Reynald Pedros, celui qui a tout changé
La sélection marocaine a connu une traversée du désert entre 2007 et 2019. Durant cette période, aucune qualification en Coupe d’Afrique des nations, ce qui par conséquent leur empêche l’accès à la qualification pour la Coupe du Monde.
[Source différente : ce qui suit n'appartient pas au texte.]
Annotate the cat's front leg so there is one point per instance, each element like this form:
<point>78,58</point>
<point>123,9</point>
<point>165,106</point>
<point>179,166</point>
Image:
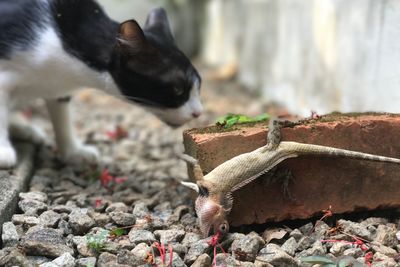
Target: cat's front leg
<point>71,149</point>
<point>8,156</point>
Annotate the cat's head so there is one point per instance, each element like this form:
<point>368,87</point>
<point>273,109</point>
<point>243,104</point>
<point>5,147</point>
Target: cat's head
<point>151,71</point>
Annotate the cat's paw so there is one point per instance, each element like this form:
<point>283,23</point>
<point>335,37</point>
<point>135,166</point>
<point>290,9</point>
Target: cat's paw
<point>29,133</point>
<point>81,154</point>
<point>8,157</point>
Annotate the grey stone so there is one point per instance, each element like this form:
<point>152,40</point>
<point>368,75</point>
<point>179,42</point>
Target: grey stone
<point>290,246</point>
<point>317,249</point>
<point>190,238</point>
<point>130,258</point>
<point>86,262</point>
<point>306,229</point>
<point>100,219</point>
<point>117,206</point>
<point>9,235</point>
<point>353,252</point>
<point>176,260</point>
<point>180,249</point>
<point>65,227</point>
<point>374,221</point>
<point>169,236</point>
<point>125,244</point>
<point>39,196</point>
<point>386,235</point>
<point>141,236</point>
<point>140,210</point>
<point>338,248</point>
<point>304,243</point>
<point>11,256</point>
<point>40,183</point>
<point>224,259</point>
<point>37,260</point>
<point>246,248</point>
<point>81,245</point>
<point>384,250</point>
<point>49,218</point>
<point>106,259</point>
<point>79,221</point>
<point>22,219</point>
<point>188,220</point>
<point>196,249</point>
<point>141,250</point>
<point>320,229</point>
<point>202,261</point>
<point>62,209</point>
<point>12,184</point>
<point>45,242</point>
<point>275,256</point>
<point>381,260</point>
<point>65,260</point>
<point>32,206</point>
<point>122,218</point>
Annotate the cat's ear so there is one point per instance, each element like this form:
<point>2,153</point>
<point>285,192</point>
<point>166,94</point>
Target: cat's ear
<point>157,21</point>
<point>131,35</point>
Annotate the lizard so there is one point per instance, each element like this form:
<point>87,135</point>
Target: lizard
<point>214,201</point>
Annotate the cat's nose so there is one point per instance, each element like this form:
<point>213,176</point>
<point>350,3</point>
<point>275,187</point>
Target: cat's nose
<point>196,114</point>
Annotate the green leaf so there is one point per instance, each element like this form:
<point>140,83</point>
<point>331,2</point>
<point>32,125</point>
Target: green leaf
<point>231,119</point>
<point>97,241</point>
<point>348,261</point>
<point>323,260</point>
<point>118,232</point>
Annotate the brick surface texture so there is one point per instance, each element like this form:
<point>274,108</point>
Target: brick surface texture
<point>345,184</point>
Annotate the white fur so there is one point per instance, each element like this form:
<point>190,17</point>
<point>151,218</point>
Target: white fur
<point>178,116</point>
<point>47,71</point>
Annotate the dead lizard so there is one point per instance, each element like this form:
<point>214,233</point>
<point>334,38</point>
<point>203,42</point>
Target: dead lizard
<point>214,201</point>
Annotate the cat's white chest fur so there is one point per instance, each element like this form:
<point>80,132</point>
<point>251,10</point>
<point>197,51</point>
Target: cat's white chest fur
<point>48,71</point>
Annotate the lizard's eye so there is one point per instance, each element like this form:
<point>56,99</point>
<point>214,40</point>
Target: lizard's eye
<point>224,228</point>
<point>178,91</point>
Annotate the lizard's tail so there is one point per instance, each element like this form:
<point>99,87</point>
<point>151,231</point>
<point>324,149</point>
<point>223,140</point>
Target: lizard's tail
<point>307,149</point>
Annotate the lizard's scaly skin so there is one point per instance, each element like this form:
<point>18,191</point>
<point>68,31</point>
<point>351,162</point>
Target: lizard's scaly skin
<point>242,169</point>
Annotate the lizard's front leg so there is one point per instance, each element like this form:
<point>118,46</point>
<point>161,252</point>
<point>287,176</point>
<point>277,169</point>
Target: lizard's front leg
<point>71,149</point>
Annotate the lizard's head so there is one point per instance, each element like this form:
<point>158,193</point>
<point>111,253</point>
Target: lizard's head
<point>211,216</point>
<point>212,213</point>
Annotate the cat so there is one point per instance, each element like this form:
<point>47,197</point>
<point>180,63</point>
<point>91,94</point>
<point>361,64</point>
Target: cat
<point>49,48</point>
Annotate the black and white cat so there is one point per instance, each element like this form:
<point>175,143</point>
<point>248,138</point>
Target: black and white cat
<point>48,48</point>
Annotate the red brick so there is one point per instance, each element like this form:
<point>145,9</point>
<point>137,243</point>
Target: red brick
<point>345,184</point>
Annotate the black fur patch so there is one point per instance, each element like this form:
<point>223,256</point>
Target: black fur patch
<point>20,21</point>
<point>85,31</point>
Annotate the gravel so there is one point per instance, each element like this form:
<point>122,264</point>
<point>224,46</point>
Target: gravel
<point>144,216</point>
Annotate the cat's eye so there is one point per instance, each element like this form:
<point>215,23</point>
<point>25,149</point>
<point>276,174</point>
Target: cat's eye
<point>178,90</point>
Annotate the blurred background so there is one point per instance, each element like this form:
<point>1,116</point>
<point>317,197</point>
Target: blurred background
<point>320,55</point>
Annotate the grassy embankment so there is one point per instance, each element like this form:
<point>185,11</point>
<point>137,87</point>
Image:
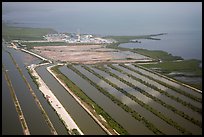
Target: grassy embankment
<point>194,108</point>
<point>78,92</point>
<point>173,109</point>
<point>190,68</point>
<point>146,106</point>
<point>134,114</point>
<point>16,103</point>
<point>49,123</point>
<point>167,65</point>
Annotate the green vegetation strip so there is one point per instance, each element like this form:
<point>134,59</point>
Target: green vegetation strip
<point>17,104</point>
<point>49,123</point>
<point>166,85</point>
<point>134,114</point>
<point>23,33</point>
<point>182,114</point>
<point>188,66</point>
<point>146,106</point>
<point>78,92</point>
<point>189,105</point>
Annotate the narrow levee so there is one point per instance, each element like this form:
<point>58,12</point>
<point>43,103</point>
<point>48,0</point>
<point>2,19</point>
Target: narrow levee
<point>81,117</point>
<point>131,125</point>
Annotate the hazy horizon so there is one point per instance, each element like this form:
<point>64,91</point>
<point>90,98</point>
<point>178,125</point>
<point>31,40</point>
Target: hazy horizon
<point>107,18</point>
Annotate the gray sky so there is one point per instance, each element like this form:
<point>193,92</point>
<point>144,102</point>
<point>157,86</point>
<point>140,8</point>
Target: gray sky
<point>148,15</point>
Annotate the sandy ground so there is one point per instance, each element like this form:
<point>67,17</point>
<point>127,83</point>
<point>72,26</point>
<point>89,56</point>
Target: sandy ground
<point>64,115</point>
<point>87,54</point>
<point>76,98</point>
Après ces échecs, la fédération décide donc de signer une convention avec la Ligue nationale du Football Féminin pour lancer deux divisions professionnelles, ainsi qu’une ligue U17. La fédération décide également de confier les rênes de l’équipe nationale marocaine à Reynald Pedros, qui sortait d’un succès total avec les féminines de Lyon en 2018. Les objectifs sont clairs. Se qualifier pour la Coupe du Monde 2023 et les JO 2024. Surtout que le Maroc obtient l’organisation de la Coupe d’Afrique des nations 2022 et qu’elle y est donc automatiquement qualifiée.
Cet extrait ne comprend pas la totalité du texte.